Neben Waffen, Munition und Baumaterial brachten die Flugzeuge der Bundeswehr in den vergangenen Wochen noch eine weitere wertvolle Fracht nach Afghanistan: Wahlzettel für die 1200 deutschen Soldaten der Internationalen Schutztruppe ISAF. 5500 Kilometer sind es vom Militärflughafen in Köln bis nach Kabul, nur zweieinhalb Stunden Zeitunterschied. Doch es ist eine ganz andere Welt in der die gelben Plastikkisten der deutschen Post wie Fremdkörper wirken.

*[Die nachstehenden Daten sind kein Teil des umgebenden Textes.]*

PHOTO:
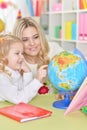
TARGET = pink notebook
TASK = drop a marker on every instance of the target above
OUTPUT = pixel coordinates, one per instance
(79, 100)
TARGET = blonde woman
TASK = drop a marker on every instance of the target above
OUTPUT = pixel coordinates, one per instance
(16, 79)
(37, 51)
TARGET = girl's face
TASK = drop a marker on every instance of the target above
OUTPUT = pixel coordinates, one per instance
(15, 56)
(31, 41)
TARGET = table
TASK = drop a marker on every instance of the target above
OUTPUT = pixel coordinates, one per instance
(74, 121)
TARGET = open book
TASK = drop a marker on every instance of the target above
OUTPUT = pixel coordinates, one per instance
(79, 100)
(24, 112)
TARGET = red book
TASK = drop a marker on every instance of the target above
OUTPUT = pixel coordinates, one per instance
(23, 112)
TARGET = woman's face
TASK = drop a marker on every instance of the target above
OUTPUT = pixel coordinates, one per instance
(31, 41)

Deutsche Soldaten in Kabul
Bild: AP

Vom International Airport in Kabul ruckelt die Feldpost auf LKWs über staubige Straßen der Zeltstadt Camp Warehouse entgegen. Vorbei an Nomadenzelten vor denen bärtige Männer auf bunten geknüpften Teppichen im Schatten sitzen. Dann durch Kabul. Enge Gassen, rechts und links niedrige Lehmhäuser. "Morgens kommen uns oft winkende Schulkinder entgegen", erzählt Oberstleutnant Paul Georg Weber im Gespräch mit DW-WORLD. "Jetzt sind da ja auch Mädchen dabei". Die ersten kleinen Geschäfte haben geöffnet. Frauen - ganz in die Burka verhüllt - feilschen um die wenigen Waren. Den LKWs der ISAF Truppen schenken sie keinen Blick mehr. Alles Gewöhnungssache. Die Soldaten gehören in Kabul schon zum Stadtbild.

Die Qual der Wahl

Briefwahl
Bild: AP

Im Camp Warehouse leben Soldaten aus 18 Nationen beieinander. Die Zelte stehen dicht an dicht. In einem dieser großen grünen Behelfshäuschen werden die Briefe aus Deutschland nach Kompanien sortiert, dann holen die Postbeauftragten sie ab. Morgens 7:30 Uhr: Die zwanzig Mann der Rettungskompanie treten zum Dienst an. Sie stehen stramm vor den Zelten, Waffe und Munition am Gürtel. "Jeder Soldat trägt hier immer eine Waffe bei sich", erzählt Weber. "Auch im Lager. Es ist sonst einfach nicht sicher." Der Kompaniefeldwebel verteilt die Post. Jetzt haben die Soldaten die Qual der Wahl.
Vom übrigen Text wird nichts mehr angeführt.